Friday, February 12, 2021
An Open Letter About/To Senator Marco Rubio on the Eve of the Senate Trial Verdict
In 2016, I was a proud supporter of Senator Marco Rubio’s campaign for the Republican nomination for President. I put a Rubio sign in my front yard. I blogged about my support for Rubio. I encouraged people I knew to turn out for Rubio at the Minnesota caucuses. I attended the Minnesota caucuses, where my precinct voted overwhelmingly for Rubio. Although Donald Trump carried primaries nearly everywhere else that day, the good people of Minnesota stood for principle and character, giving the strong win to Marco Rubio.
In 1980, I was a delegate to the Republican National Convention, as part of the Montana delegation that put Ronald Reagan over the top for the nomination. In 2016, I thought I saw in Marco Rubio another powerful leader of principle and character. Rubio integrated conservative values with equal opportunity. Rubio spoke openly of his Christian faith and how it provided moral guidance to his political role. He saw faith and people of faith as playing a key role in promoting the common good for people of all faiths and beliefs. I saw him as offering us the best of a person of deep faith and positive spirit in seeking political office.
After the tragedy of Trump’s nomination and then the start of the long four-year downward spiral of the Trump presidency, Rubio’s moral standing appeared to falter, not by words or action but too often by silence. From time to time, Rubio would return to his first values and separate himself from this or that of the worst of Trump’s outrages. Indeed, I often defended Rubio to others who were dismayed by the Trump perversion of the conservative movement.
No more.
Barely a month ago, we watched a defeated president call for his extremist followers — the White Nationalists and conspiracy theory crazies that Trump had welcomed for four years — to join him at what he promised would be a “wild” rally on January 6 to overturn the election results. Once again drawing on his repertoire of violent imagery, Trump enraged the crowd and then sent his crazed mob down Pennsylvania Avenue to the Capitol. Repeating word-for-word what Trump had told them, the mob chanted Trump’s slogans and lies as they attacked the citadel of democracy. We watched the Trump mob beat police officers with Trump flags.
When Trump’s long-delayed response came hours later, he said of these domestic terrorists who were acting in his name, “We love you. You’re very special.”
Documenting history is a moral obligation if we are ever to learn from mistakes and aspire to something better. Over the past few days, the impeachment managers have done exactly that. As graphic and disturbing as was the video and documentary evidence, we as citizens were rightly called to bear witness along with the Senate to Trump’s inflammatory words and to the Trump mob attack on the Capitol.

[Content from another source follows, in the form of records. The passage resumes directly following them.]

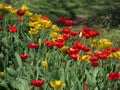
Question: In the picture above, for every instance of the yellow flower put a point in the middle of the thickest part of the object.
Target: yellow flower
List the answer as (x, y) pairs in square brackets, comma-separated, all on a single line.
[(1, 74), (64, 48), (27, 13), (44, 64), (57, 84), (55, 28), (2, 6), (84, 58), (25, 8), (33, 31)]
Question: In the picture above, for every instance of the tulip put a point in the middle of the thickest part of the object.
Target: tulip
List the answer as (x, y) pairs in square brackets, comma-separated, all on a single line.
[(57, 84), (37, 83), (33, 45), (49, 44), (13, 29), (20, 12)]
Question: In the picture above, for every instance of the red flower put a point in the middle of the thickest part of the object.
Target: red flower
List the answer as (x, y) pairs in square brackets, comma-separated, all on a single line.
[(65, 36), (94, 63), (33, 45), (45, 18), (114, 76), (86, 49), (85, 86), (1, 16), (59, 44), (93, 58), (49, 44), (20, 19), (1, 28), (69, 22), (66, 30), (37, 83), (74, 33), (61, 19), (75, 56), (72, 51), (20, 12), (24, 56), (13, 29)]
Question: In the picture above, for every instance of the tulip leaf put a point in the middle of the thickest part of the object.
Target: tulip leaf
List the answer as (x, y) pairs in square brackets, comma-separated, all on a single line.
[(11, 71), (19, 61)]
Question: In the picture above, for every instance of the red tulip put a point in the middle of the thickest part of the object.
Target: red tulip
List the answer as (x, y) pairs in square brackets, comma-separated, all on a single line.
[(114, 76), (74, 33), (1, 28), (69, 22), (33, 45), (59, 40), (85, 86), (65, 36), (37, 83), (86, 29), (93, 58), (20, 19), (59, 44), (94, 63), (72, 51), (1, 16), (45, 18), (49, 44), (13, 29), (75, 56), (23, 56), (66, 30), (61, 19), (20, 12)]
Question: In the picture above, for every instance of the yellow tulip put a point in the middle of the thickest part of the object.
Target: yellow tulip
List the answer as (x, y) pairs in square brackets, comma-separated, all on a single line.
[(44, 64), (33, 31), (57, 84)]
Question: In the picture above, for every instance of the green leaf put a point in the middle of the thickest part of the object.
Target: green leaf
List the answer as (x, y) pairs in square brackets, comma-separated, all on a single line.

Then we learn what Marco Rubio thinks about this. He branded the whole thing as “stupid.” To be sure, he said that Trump bore responsibility for what happened. But he nonetheless said that he wanted to end it as soon as possible and, indeed, even before any evidence was presented. And Rubio promised to join most of his fellow Republicans in the Senate in giving Trump a pass for the most dangerous attack on American democracy in more than a century. In fairness, however, Rubio said this before we saw the full story in living color.
I pray that Marco Rubio will think carefully about what he now has seen. I hope that he did not turn his eyes away, but watched carefully and thoughtfully. I urge him to draw on the conscience that he spoke of during his 2016 presidential run. Please consider, Senator Rubio, that you may be on the wrong side in dismissing the infamous events of 1/6 as something to rush past “at the first chance” to “end” this. Do not allow others behind the scenes to sweep away the broken glass, while you fail to demand that justice be rendered against the president who shattered the windows of American democracy.
Now is the time. Later recognition that this opportunity was lost is simply too late. It’ll be too late for history, which will not look kindly on those who hastened to move past this outrageous episode. It’ll be too late for our country which needs a new beginning. It’ll be too late for the Republican Party which has tolerated a faction that accepts political violence and desperately needs to move on to a different and more uplifting path.
Please surprise me, Senator Rubio. Please let us see the same man of principle, character, and conscience that inspired me in 2016. Prayerfully and regretfully, but firmly, vote to convict Trump. Let the truth set you free.